Two in a day

It’s a rare day when I finish reading two books, but that’s today. I don’t have much more energy than to read and, it seems, to write also.

I ran a hot bath before. When you’re weary and aching the thought of a soothing hot tub to laze in is very enticing. My phone went off just as I got in. It was a message connected to work and no-one could answer it but me. For a few minutes, I sat in hot water, sending enquiries and responding to others. Then I put my phone down and picked up a book.

The book is the autobiography of James Salter. He’s an author whose writing I always thought was somewhat less than the sum of its parts – but what great parts. Style is very much an individual thing, and I mind myself drawn to very different styles of writing and books all the time. That is to question, is there a definitive and empirical best style? I think not, and would be disappointed to think otherwise – but there are some writers whose prose jumps off the page at you. It glitters and charms and draws you into the world it conjures before your eyes. Salter was one such writer – perhaps, outside of Hemingway, the writer with the most pronounced style.

To my way of thinking his writing is generally beautiful, and when I think about it I don’t know why I think less of his writing. His first book, The Hunters, was okay without being great, but it opened the way for him. A Sport and a Pastime is the book many rave about, and while much of it is gorgeous, I found it difficult to read. It’s lush and sensual and set in Paris and has a lot going for it, except that, like The Great Gatsby, it’s the story of one man as told by another – but whereas, in Gatsby, I had no issue with it, here I found it too hero worshipful and self-effacing.

That’s on me as a reader, and perhaps is a commentary on my own ego.

My favourite of his novels is Light Years, which has a gentle and wise melancholy to it. Then there are his stories, several of which are very good, but none – though I have his collections on my shelf – come immediately to mind.

Then there’s this, his autobiography.

When I started reading I thought it somewhat typical of his writing – beautiful to read, but fragmentary, and without a common thread. I would read a chapter on a Saturday or Sunday lying on my bed. More recently, it was adopted as my ‘bath’ book as I’d finished the one previous. It was perfect to read in the bath – not too heavy, and episodic enough that you could put it down and pick it up without missing much.

By then I’d reconsidered the book. My earlier doubts about it had become virtues. It’s by no means a traditional autobiography. It’s very roughly linear, but it jumps around and focusses more on the characters met along the way than the events of his life. It has a rhythm that echoes experience as we live it, not in great movements, but in small insights.

His family is touched upon, but you don’t really get to know them. As for his writing, he alludes to books he wrote, touches upon the times around them, but there is little about the craft of writing.

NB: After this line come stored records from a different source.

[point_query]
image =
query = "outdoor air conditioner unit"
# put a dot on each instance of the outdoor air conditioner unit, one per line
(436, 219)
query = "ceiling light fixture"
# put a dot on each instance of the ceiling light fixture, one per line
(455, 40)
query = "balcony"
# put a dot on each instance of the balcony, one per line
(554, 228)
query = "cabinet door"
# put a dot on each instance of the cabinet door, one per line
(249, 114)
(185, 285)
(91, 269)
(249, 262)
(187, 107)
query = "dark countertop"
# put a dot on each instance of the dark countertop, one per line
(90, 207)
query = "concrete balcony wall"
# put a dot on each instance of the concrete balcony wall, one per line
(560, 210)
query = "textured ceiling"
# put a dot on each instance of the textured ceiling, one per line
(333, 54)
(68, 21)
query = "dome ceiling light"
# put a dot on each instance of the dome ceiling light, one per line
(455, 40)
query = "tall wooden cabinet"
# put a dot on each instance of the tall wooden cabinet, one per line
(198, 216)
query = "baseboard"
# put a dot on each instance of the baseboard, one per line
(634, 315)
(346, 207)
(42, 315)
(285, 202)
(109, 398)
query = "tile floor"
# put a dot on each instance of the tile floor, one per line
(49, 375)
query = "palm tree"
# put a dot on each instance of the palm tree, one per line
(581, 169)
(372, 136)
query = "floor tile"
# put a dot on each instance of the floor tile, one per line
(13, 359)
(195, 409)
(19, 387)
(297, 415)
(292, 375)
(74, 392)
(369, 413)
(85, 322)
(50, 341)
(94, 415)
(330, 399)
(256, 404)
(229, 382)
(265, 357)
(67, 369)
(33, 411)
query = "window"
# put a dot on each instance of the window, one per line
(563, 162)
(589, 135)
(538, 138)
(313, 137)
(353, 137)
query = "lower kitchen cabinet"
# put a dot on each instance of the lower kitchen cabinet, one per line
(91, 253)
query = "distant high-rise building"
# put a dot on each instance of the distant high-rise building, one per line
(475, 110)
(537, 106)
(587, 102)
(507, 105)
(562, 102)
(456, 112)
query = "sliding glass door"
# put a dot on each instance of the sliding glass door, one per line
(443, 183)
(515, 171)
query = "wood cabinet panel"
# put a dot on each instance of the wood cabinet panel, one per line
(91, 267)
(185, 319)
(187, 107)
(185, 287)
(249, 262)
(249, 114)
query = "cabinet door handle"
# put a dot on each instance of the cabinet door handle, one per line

I came around to thinking that a biography structured like this is more true to life than the traditional form. We live in episodes. Much of life is fragmentary. We meet people along the way and they take us places. We learn as we go along and sometimes we feel it deeply, and other times find ourselves looking in the mirror. Things don’t go as we always expect, and not all the things we wish come to be. Times change, people come and go, scenes jump.

Linear progression only really makes sense in retrospect, and even then is often artificially applied.

In the end, I really came to appreciate this book, to the point now I think it his greatest work. It’s so much richer for the oblique view of things he allows us through his eyes. It feels more authentic because it’s not about all the things he did, the things in the papers and on IMDB, but about real-life stuff we know because we have a real-life, too. The attitude throughout is reflective, sometimes weary, often curious – like someone beholding the glittering moments of his life and seeing the expanse for it for the first time.

He’s gone now, but he’s lucky to have had the time to reflect back on everything. I hope I can do the same thing one day.